三連休が終わる「海の日」の夜、明日から始まる日常を前にふと感じた、変化し続ける「ハラスメントの形」と、現代を生き抜くための環境適応戦略について整理します。

【初期の記憶】「物理的・直接的暴力」が許容された時代(~2010年)

 私が社会人になったばかりの頃、職場にはまだ「昭和の残り香」が色濃く漂っていました。

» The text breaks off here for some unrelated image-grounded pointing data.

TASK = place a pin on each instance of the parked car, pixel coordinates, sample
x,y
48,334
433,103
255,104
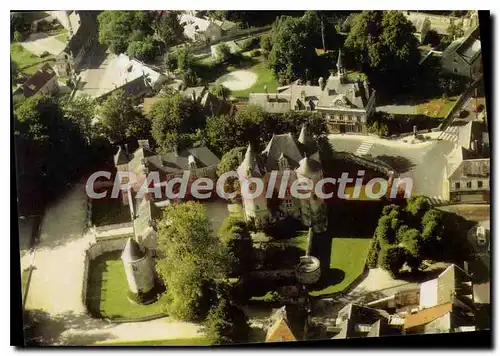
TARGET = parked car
x,y
481,235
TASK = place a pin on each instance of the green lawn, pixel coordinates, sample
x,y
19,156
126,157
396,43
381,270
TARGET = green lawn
x,y
27,61
265,77
436,108
107,290
195,341
347,261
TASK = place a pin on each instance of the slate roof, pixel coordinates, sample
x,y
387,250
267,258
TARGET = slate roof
x,y
132,251
428,315
88,28
33,85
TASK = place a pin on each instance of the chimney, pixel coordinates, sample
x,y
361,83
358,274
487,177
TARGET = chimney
x,y
367,89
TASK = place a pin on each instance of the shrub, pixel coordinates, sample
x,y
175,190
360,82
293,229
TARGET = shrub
x,y
255,53
372,259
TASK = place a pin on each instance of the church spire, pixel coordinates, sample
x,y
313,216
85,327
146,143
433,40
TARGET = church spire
x,y
340,67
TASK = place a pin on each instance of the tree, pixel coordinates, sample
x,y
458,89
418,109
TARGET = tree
x,y
121,119
292,48
417,206
168,28
384,43
226,324
173,118
223,52
144,49
118,28
222,133
219,91
392,259
192,260
81,110
238,246
50,150
185,59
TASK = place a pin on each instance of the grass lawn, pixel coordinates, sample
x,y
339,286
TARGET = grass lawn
x,y
347,261
27,61
107,291
264,77
195,341
109,211
436,108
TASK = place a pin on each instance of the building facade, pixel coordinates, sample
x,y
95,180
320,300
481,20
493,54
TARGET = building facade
x,y
290,159
345,103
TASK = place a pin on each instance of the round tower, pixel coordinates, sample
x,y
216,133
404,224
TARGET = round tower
x,y
138,268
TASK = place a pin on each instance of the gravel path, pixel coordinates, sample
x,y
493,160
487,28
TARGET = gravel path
x,y
55,287
238,80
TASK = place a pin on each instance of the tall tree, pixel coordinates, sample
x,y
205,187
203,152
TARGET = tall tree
x,y
292,48
117,27
383,42
174,117
82,111
168,28
226,324
191,260
121,119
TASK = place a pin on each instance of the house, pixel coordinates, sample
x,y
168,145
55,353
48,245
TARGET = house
x,y
422,26
355,320
467,178
199,161
463,56
345,103
286,156
200,29
44,81
288,323
82,26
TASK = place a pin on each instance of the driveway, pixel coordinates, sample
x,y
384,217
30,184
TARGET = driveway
x,y
37,43
55,288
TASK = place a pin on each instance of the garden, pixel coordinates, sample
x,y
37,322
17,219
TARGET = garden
x,y
107,295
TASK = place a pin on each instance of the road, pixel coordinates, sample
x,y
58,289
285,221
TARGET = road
x,y
423,162
55,287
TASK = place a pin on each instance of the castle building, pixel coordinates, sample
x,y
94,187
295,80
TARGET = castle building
x,y
138,268
345,103
287,156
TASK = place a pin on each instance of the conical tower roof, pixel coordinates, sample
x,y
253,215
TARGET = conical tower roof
x,y
304,135
306,167
132,251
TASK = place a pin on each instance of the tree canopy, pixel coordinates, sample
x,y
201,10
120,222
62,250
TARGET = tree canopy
x,y
121,119
119,28
191,260
383,42
174,118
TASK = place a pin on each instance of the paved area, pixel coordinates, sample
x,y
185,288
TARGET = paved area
x,y
55,287
238,80
37,43
423,162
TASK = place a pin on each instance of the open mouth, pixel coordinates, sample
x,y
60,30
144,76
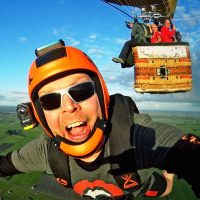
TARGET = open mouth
x,y
78,131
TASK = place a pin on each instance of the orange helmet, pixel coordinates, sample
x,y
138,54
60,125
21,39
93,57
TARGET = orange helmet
x,y
56,62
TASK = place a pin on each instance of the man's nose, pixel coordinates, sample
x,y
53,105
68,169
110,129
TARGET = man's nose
x,y
68,105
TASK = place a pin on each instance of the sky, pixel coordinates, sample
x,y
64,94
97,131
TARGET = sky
x,y
97,29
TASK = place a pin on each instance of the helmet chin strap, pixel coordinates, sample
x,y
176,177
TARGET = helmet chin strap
x,y
87,147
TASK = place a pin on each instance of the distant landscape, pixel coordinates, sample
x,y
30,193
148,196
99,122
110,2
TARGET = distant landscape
x,y
42,186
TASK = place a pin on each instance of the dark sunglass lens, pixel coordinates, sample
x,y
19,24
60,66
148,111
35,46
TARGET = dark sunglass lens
x,y
82,91
50,101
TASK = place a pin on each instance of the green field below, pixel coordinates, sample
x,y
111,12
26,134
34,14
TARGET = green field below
x,y
32,185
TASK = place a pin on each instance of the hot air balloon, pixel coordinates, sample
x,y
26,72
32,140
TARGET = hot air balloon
x,y
161,67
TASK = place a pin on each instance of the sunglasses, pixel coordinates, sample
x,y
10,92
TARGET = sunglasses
x,y
77,93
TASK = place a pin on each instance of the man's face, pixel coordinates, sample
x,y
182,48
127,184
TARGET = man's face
x,y
73,121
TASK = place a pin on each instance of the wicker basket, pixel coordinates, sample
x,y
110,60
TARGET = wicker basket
x,y
162,68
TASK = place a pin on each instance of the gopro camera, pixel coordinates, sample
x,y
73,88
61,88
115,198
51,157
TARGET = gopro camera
x,y
26,115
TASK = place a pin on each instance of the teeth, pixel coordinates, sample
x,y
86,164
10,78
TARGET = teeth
x,y
74,124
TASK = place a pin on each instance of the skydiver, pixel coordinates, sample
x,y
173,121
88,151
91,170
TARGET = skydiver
x,y
139,34
98,145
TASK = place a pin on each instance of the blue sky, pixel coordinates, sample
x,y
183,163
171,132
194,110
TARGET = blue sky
x,y
95,28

  • 日常風景: ミスをすれば机を叩く音が響き、時には書類や物が飛んでくる。そんな上司が「熱血漢」として許容されていた時代です。
  • 拘束の美学: 深夜までの残業は当たり前で、飲酒運転やセクハラへの意識も今より低く、業務後の飲み会も強制参加が基本でした。

 この時代の生存戦略は、「従順な兵卒」として耐え抜き、組織の論理に同化することでしたが、その歪みが多くの「見えない犠牲者」を生んでいたことも事実です。 

ドラマのお金がないの風景がまだ残っていた時代


【過渡期】「論理的詰め」と「レッテル貼り」の時代(2010年~コロナ禍)

 コンプライアンス意識が浸透し始め、あからさまな暴力は姿を消しました。しかし、ハラスメントはより「知的で陰湿な形」へと進化しました。

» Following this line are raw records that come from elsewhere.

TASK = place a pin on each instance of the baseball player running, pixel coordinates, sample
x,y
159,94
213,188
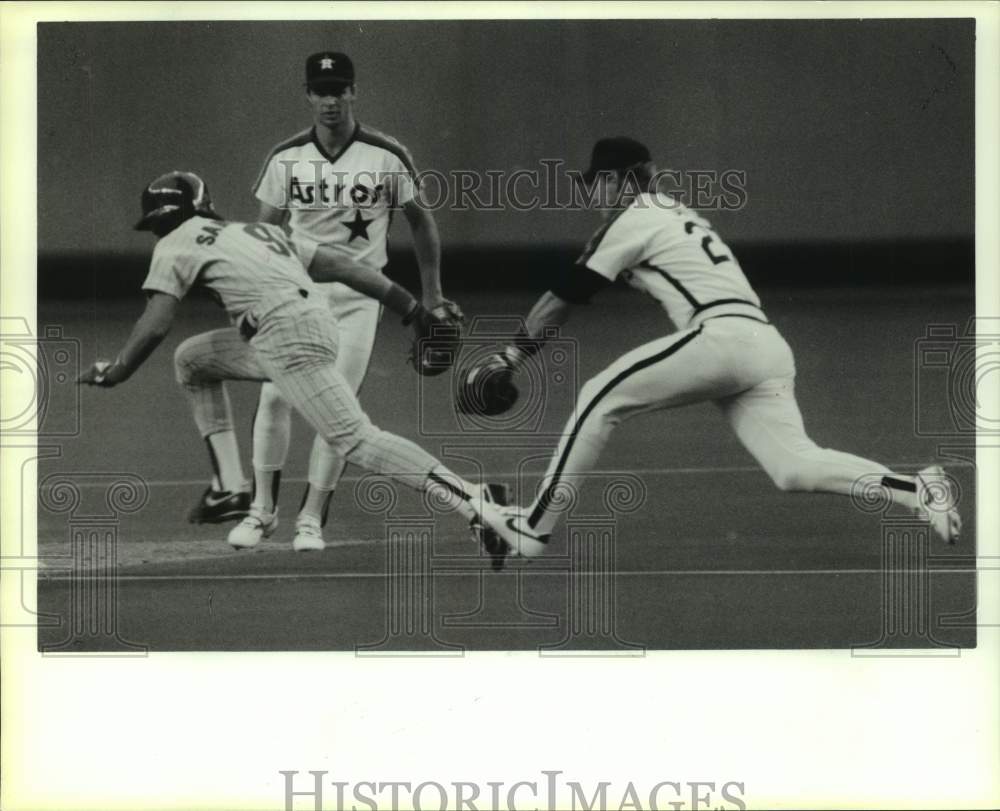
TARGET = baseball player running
x,y
725,350
282,331
336,183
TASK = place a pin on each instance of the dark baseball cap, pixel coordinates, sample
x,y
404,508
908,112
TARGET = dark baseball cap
x,y
615,154
329,69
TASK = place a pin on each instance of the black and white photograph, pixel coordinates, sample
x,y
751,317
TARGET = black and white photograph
x,y
597,341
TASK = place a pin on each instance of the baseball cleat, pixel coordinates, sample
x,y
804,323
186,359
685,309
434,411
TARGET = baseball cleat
x,y
308,535
252,529
936,502
219,506
511,525
497,548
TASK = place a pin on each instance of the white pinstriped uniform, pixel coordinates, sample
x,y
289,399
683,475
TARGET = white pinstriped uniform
x,y
282,332
725,351
344,201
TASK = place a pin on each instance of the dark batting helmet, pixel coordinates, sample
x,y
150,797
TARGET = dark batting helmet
x,y
173,198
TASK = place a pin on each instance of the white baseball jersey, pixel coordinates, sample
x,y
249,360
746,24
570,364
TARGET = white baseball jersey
x,y
243,264
665,249
344,200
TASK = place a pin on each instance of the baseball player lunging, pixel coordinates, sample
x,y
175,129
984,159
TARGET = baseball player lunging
x,y
282,332
336,183
725,350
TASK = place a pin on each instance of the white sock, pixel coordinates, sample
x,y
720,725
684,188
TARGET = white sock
x,y
266,484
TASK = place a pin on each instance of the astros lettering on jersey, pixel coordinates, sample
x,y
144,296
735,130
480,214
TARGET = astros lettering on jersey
x,y
344,200
663,248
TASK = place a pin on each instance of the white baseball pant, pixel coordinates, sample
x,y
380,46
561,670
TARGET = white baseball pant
x,y
357,320
742,364
295,347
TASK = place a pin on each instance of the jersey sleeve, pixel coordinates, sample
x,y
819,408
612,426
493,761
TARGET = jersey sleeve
x,y
616,246
403,181
173,270
269,187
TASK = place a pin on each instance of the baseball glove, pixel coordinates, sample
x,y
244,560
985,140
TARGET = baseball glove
x,y
487,389
437,337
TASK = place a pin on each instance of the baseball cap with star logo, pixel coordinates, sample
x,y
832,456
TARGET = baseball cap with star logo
x,y
329,69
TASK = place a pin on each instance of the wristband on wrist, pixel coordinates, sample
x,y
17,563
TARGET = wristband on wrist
x,y
401,302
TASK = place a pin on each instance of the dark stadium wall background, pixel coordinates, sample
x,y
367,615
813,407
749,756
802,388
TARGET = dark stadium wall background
x,y
849,131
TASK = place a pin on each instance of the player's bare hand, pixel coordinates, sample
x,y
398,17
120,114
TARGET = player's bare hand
x,y
447,311
96,375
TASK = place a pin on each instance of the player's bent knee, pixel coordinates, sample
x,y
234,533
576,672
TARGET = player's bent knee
x,y
271,403
795,478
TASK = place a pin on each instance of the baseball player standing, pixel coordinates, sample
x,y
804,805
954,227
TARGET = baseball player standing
x,y
282,331
337,183
725,350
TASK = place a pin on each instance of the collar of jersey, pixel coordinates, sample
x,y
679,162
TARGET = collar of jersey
x,y
342,150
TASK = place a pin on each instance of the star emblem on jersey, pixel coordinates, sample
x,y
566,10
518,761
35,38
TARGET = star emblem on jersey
x,y
358,227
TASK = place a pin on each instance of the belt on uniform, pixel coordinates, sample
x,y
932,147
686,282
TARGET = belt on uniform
x,y
248,325
727,308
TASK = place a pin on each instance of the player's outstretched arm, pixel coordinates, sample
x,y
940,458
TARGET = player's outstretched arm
x,y
151,328
427,247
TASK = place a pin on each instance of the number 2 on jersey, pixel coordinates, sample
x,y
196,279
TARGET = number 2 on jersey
x,y
274,243
706,242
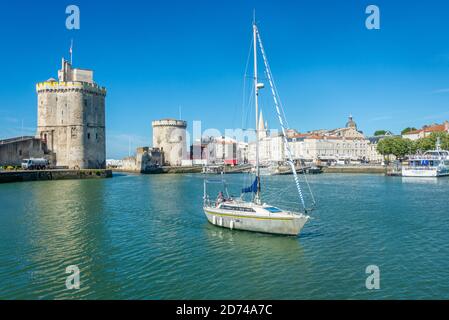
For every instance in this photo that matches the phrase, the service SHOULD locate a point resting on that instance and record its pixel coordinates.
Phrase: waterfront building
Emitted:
(145, 160)
(169, 136)
(13, 150)
(426, 131)
(71, 118)
(347, 144)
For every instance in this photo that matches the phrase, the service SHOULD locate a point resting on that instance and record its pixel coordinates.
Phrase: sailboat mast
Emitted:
(256, 103)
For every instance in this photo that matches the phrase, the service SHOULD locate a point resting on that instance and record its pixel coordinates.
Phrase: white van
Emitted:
(34, 164)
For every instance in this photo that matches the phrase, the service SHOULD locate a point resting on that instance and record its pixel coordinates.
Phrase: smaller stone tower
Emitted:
(169, 135)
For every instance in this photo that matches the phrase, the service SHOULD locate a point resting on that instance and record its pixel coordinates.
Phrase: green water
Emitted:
(146, 237)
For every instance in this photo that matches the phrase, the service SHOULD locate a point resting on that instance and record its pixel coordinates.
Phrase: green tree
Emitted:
(380, 133)
(407, 130)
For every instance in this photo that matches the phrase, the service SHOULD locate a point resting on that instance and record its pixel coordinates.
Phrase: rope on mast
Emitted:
(281, 121)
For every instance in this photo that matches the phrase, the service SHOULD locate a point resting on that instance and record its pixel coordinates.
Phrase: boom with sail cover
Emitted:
(252, 188)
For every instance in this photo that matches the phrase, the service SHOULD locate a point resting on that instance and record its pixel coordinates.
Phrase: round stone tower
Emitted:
(169, 135)
(71, 118)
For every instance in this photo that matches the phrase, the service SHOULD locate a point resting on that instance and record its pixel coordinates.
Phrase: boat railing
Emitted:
(419, 168)
(427, 157)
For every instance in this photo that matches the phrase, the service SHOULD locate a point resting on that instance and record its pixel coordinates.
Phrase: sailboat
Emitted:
(255, 215)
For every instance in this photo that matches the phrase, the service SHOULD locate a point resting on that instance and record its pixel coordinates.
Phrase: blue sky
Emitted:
(155, 56)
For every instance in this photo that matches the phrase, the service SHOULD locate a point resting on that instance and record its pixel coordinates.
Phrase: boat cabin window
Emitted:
(273, 209)
(245, 209)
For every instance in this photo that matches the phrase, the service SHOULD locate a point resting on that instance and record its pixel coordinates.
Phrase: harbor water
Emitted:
(146, 237)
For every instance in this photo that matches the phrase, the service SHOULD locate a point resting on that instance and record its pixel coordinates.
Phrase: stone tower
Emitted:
(71, 118)
(169, 136)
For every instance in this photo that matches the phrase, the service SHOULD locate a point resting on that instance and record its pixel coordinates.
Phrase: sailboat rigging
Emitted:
(255, 215)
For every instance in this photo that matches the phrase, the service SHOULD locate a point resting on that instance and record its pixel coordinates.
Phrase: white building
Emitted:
(426, 131)
(342, 144)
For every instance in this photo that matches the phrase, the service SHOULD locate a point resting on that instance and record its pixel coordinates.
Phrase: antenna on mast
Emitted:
(71, 52)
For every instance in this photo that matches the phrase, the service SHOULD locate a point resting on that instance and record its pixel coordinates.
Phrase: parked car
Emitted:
(34, 164)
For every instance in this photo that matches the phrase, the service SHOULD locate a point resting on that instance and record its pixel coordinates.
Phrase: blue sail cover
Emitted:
(252, 188)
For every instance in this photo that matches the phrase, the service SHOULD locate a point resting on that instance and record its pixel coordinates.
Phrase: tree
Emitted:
(380, 133)
(407, 130)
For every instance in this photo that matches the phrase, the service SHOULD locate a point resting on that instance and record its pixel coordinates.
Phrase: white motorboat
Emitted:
(434, 163)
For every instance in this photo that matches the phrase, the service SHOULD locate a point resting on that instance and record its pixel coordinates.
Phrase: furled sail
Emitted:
(252, 188)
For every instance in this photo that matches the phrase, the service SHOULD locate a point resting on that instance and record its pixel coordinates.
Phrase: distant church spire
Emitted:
(351, 123)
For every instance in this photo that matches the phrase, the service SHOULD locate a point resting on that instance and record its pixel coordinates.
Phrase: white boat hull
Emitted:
(407, 172)
(291, 225)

  • ロジカル・ハラスメント: 人前で怒鳴る代わりに、会議室で「なぜできないのか?」を論理的に詰め寄るスタイルが定着しました。
  • 自己責任論の台頭: 心を病む社員に対して「本人のストレス耐性が低い」というレッテルが貼られ、組織の構造的問題が個人の資質にすり替えられていた時代です。

 私もこの時期に「エース」としての期待と過酷な「詰め」の板挟みになり、うつ病を発症することとなりました。

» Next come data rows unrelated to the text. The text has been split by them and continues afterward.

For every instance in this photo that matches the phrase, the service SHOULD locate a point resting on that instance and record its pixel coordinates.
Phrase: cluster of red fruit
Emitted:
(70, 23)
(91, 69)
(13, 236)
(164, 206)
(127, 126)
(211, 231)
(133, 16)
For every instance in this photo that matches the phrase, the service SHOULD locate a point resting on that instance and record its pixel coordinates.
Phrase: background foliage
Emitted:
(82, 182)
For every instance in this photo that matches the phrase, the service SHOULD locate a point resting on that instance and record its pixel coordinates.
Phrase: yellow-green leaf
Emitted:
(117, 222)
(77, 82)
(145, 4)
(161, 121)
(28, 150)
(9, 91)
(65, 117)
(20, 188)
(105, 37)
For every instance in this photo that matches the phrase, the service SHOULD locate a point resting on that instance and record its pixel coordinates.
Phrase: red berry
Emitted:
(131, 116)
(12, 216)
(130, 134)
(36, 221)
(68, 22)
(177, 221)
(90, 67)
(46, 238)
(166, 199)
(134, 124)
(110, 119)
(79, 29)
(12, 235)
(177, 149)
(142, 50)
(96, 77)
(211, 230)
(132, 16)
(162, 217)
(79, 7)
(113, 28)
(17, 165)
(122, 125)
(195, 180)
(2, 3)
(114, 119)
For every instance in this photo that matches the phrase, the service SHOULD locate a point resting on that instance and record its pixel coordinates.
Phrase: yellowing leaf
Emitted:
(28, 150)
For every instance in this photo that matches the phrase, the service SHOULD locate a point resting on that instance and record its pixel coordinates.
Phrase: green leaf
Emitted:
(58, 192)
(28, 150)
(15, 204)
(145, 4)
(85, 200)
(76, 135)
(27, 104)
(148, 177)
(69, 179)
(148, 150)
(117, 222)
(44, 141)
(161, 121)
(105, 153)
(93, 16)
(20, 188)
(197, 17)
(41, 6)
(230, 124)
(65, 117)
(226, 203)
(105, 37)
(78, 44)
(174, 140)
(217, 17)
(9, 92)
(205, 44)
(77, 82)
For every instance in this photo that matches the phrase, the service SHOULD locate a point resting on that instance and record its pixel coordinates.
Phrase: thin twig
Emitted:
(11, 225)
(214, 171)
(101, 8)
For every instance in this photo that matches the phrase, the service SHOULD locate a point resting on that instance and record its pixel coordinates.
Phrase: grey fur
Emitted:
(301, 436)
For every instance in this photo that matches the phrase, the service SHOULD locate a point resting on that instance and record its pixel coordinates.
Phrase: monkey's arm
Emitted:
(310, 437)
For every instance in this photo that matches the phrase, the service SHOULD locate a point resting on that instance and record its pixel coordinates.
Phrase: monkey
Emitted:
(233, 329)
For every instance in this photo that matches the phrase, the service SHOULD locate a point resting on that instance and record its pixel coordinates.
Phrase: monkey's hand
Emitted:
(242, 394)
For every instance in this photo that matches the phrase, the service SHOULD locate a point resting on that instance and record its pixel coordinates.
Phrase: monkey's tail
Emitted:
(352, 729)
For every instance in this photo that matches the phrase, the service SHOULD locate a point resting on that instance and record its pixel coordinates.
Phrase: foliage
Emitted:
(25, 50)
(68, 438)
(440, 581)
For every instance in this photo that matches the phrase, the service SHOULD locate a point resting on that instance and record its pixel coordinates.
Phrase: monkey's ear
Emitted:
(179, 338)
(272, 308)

 心を病む社員は、「ストレス耐性」がないといわれていた時代ですね・・・。3人以上、部下の心を病ました管理職はさすがに、部下にストレス耐性がないのではなく、パワハラした本人が問題だと処罰を受けたいわゆる「パワハラスリーアウトチェンジ」時代。

【現在】「無言の減点」と「静かなる疎外」の時代(コロナ禍以降~)

そして現在。コロナ禍を経て、職場は一見、驚くほど「クリーン」で「優しく」なりました。

  • 表面上の平穏: 人前で部下を詰めることはタブーとなり、男性の育休取得も推奨される「ホワイト化」が進んでいます。
  • 真のリスク: しかし、そこには「一度の失敗が静かに、決定的に評価に響く」という、無言の減点方式が潜んでいます。表立って怒られない代わりに、気づいたときには「昇進コース」という輪から静かに外されているのです。

 現代の生存戦略は、「表面上の調和を保ちつつ、組織に依存しない個の牙を研ぐこと」にシフトしています。

「『優しきリストラ』に備えるための、個の武装」

 「表向きは優しい会社が、ある日突然、冷徹な評価であなたを切り捨てる。そんな時代の最大の防御は、組織の外でも通用するスキルを持つことです。1日30分の学び直しが、将来のあなたに圧倒的な自由と選択肢をもたらします。」

結論:時代が変わっても、人生は「誤差の範囲」である

 長年の勤務の中でハラスメントの形は変わりましたが、組織の本質が「都合の悪い個を排除するシステム」であることに変わりはありません。

 かつての怒号も、現在の静かなる減点も、自分の人生という長い軸で見れば、すべては「誤差の範囲」です。組織の評価に一喜一憂し、心をすり減らす必要はありません。

 大切なのは、どの時代のルールが適用されていようとも、自分自身の健康と尊厳を最優先すること。会社という舞台を降りた後、笑って「あの時代はこうだった」と振り返れる自分であること。それこそが、私が長い年月をかけて辿り着いた、JTCにおける究極の生存戦略です。